Jo-ann left her mark wherever she worked with her commitment to excellence, high energy and a willingness to work long hours. She had a way of not just raising standards but giving a soul to programs by showing genuine concern not only for the children but for parents and staff as well.
In her work and personal life, she remarked that her mission in life was feeding people. She was an excellent cook and enjoyed cooking. She was known to feed anybody who let her know they wanted a meal whether she invited you into her home or delivered it to your door. As a Head Start Director, she would put on an apron and cook for hundreds. In her personal life, she loved to give dinner parties and almost every week she prepared at least one meal for someone in her family, her friends or neighbors.
She loved quotations and poetry. She performed God’s Trombones in local churches throughout the city and county until her health prevented this activity. Her favorite quotation in her professional life was, “Do not go where the path may lead, go instead where there is no path and leave a trail”. There were many in her personal life that she would quote to fit many situations. Her favorite regarding being a parent was; “There are but two special gifts we can give our children, one is roots, the other is wings.” And whenever Selena had problems that she wanted to solve but felt it was to Selena’s Benefit to work out on her own, she would say “Being a parent is like walking around with your heart outside your body.” Regarding her health she would say, “I may give out, but I won’t give up.” And her favorite, “Don’t focus on how big the mountains are that you have climb, focus instead on how big your God is.”
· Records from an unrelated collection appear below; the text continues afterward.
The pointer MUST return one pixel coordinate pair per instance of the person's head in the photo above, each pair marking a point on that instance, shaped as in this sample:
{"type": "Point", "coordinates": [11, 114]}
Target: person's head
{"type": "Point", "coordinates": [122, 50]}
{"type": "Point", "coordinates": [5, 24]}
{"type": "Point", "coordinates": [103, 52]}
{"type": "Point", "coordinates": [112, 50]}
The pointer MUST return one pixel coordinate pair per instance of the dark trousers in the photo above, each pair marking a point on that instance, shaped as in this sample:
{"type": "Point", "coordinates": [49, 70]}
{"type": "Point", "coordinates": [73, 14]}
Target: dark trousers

Butch was a patient, protective, loving husband willingly committed to caring for her when she lost her mobility and became ill.
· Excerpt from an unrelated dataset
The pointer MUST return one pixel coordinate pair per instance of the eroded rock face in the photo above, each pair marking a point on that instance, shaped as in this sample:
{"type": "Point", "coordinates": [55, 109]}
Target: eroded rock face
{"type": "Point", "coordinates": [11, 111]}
She leaves to cherish her memory; her husband, Wilbur L. Cooper; her daughter, Selena Joy Cooper; her sister, Joy Elliott Artis of Cedar Hill Texas; her mother in-law (deceased); Mildred Bass, a very very dear nephew, Lang Elliott; brother in-law, Gene Cooper, Leonard Cooper, Dennis Cooper (deceased) George Grandy, Keith Harris; sister in-law, Cheryl Harris, Andrea Williams, Deborah Cooper, Laurie; special friends, Pattie Hines, Barbara Smith, Anna Byrd Jones, Clacy Gilbert and a host of nieces, nephews, relatives and friends.